Notable Mergers and Acquisitions of the Day 12/31: (DUF) (BRC) (ACTG)

December 31, 2012 10:06 AM EST
* Duff & Phelps Corporation (NYSE: DUF) has entered into a definitive merger agreement under which a consortium (“the Consortium”) comprising controlled affiliates of or funds managed by The Carlyle Group, Stone Point Capital LLC, Pictet & Cie and Edmond de Rothschild Group will acquire the Company for $15.55 per share in cash in a transaction valued at approximately $665.5 million.

The offer represents a 19.2% premium to the closing price of Duff & Phelps shares on December 28, 2012, and 27.3% over the Company’s volume weighted average share price during the 30 days ended December 28, 2012. The transaction is expected to close in the first half of 2013, subject to customary closing conditions—including the receipt of stockholder and regulatory approvals.

The merger agreement provides for a “go-shop” period commencing immediately and ending on February 8, 2013, during which the Company, with the assistance of its financial and legal advisors, will actively solicit and potentially receive, evaluate and enter into negotiations with third parties that offer alternative transaction proposals. It is not anticipated that any developments will be disclosed with regard to this process, unless the Duff & Phelps board makes a decision with respect to a potential superior proposal. There is no guarantee that this process will result in a superior proposal. The merger agreement provides for a break-up fee of approximately $6.65 million if the Company terminates the agreement prior to March 8, 2013, in connection with a superior proposal that first arose during the go-shop period.

All members of the senior management team have agreed to remain employed by, and invest in the equity of, the Company following the closing of the transaction. They have agreed to offer to participate on similar terms in any other acquisition proposal that may be made for the Company.

The pro forma Board of Directors will comprise nine members – including two representatives each from the management team, The Carlyle Group and Stone Point Capital, in addition to three independent directors. No single member of the Consortium will own more than 35% of the pro forma Company.

The transaction has been approved by the Board of Directors of Duff & Phelps, following the recommendation of a transaction committee consisting of independent directors. The Board of Directors of Duff & Phelps recommends that stockholders vote in favor of the transaction at the special meeting of stockholders that will be called to approve the transaction. Stockholders beneficially owning an aggregate of approximately 10% of the outstanding shares of the Company have already agreed to vote their shares in favor of the transaction; these commitments terminate if the merger agreement is terminated.

The merger agreement provides that the Company can continue to pay dividends if declared by the Company in the normal course prior to closing of the merger.

Advisors

Duff & Phelps:

* M&A: Centerview Partners
* Legal: Kirkland & Ellis LLP

The Consortium:

* M&A: Sandler O’Neill + Partners, L.P. (Lead Advisor), Credit Suisse, Barclays, RBC Capital Markets
* Financing: Credit Suisse, Barclays, RBC Capital Markets
* Legal: Wachtell, Lipton, Rosen & Katz

* Brady Corp. (NYSE: BRC) has acquired Precision Dynamics Corporation (“PDC”) from Water Street Healthcare Partners, a strategic private equity firm focused exclusively on the health care industry, in a cash transaction for $300 million, subject to customary working capital and post-close adjustments. PDC, with annual sales of approximately $173 million, is a leader in identification products primarily for the healthcare market, specializing in patient wristbands, specialty labels and identification systems used in hospitals to reduce medical errors and integrate and share patient data.

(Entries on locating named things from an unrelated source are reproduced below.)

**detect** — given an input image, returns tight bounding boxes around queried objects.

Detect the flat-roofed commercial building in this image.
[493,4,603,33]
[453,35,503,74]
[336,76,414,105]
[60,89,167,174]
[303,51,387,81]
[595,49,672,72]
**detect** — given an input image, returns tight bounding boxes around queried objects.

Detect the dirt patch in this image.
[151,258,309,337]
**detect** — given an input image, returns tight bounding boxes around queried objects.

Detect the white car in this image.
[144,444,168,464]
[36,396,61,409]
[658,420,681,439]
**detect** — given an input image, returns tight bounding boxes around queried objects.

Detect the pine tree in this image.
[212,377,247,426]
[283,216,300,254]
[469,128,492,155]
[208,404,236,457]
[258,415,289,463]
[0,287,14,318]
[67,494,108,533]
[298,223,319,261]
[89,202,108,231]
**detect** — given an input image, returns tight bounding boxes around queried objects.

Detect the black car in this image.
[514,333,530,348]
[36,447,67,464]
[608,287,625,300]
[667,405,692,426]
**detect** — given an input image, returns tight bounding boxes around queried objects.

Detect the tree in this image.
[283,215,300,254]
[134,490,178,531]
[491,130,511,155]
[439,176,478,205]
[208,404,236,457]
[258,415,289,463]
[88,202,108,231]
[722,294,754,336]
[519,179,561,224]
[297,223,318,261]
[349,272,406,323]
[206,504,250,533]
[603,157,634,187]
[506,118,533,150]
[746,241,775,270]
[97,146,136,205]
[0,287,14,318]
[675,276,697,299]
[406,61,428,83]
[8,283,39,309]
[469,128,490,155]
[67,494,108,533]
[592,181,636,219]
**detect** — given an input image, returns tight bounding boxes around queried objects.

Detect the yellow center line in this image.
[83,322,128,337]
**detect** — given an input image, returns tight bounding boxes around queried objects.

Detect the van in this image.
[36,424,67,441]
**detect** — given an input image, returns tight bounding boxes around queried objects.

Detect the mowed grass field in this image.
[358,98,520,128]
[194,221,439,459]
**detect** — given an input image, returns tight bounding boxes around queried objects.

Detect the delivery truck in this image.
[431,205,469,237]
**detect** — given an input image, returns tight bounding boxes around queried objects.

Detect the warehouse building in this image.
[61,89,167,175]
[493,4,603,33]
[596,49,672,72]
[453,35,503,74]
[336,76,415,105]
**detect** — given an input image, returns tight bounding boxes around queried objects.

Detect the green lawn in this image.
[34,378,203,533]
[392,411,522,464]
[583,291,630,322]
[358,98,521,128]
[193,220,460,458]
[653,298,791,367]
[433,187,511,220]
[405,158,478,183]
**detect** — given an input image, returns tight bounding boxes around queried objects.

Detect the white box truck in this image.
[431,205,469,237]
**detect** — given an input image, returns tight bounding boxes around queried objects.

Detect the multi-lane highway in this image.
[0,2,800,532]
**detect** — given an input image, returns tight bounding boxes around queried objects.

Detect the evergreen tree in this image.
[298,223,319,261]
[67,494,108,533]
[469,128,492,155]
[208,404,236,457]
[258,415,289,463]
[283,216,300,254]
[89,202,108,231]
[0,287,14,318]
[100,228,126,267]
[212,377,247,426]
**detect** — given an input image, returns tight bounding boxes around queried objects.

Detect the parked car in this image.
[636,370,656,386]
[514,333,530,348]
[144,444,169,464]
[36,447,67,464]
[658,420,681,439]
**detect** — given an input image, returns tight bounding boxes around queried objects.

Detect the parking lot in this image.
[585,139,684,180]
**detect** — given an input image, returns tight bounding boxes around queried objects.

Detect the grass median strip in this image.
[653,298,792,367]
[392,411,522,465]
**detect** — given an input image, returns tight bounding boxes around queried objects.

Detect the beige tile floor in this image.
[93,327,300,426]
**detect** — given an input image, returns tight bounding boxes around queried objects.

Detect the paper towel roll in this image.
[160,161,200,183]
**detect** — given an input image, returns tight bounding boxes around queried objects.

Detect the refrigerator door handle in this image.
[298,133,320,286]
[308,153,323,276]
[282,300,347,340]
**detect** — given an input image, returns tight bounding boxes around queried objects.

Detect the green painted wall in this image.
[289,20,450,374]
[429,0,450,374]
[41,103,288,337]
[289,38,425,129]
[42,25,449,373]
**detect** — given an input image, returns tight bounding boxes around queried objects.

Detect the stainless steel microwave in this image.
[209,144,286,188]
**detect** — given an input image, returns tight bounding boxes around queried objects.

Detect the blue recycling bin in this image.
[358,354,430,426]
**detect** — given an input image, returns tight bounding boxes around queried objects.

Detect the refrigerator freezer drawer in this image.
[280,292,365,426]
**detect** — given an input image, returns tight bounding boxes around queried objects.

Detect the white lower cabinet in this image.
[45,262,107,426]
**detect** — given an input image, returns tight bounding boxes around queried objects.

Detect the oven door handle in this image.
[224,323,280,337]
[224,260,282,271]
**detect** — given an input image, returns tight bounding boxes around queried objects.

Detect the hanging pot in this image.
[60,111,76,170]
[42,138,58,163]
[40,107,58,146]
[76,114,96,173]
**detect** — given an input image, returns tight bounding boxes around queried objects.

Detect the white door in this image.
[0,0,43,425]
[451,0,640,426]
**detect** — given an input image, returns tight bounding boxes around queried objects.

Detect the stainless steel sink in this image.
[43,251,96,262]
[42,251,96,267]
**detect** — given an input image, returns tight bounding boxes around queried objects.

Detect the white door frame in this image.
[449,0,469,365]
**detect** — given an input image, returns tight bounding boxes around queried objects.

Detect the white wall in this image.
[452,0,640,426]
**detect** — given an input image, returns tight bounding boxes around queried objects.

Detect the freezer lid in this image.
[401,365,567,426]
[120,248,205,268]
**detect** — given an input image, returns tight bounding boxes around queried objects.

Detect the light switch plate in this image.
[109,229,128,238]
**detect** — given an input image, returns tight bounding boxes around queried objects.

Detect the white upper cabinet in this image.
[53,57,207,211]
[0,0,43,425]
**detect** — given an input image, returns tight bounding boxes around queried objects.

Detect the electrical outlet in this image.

Excluding one-time acquisition-related costs, Brady expects this acquisition to be slightly accretive to earnings per diluted share for the remainder of fiscal 2013, and $0.10 to $0.15 accretive to earnings per diluted share in the first full fiscal year. The non-recurring acquisition-related costs are expected to include a one-time, non-cash tax charge of $25 to $30 million related to the repatriation of cash to the U.S. in financing this acquisition and $8 to $12 million of other acquisition-related expenses.

* Acacia Research Corporation (Nasdaq: ACTG) announced that a subsidiary has acquired patents for Wireless Infrastructure and User Equipment Technology from Nokia Siemens Networks -- a joint venture of Nokia Oyj (NYSE: NOK) and Siemens AG (NYSE: SI) -- relating to second (2G), third (3G) and fourth (4G) generation wireless technologies.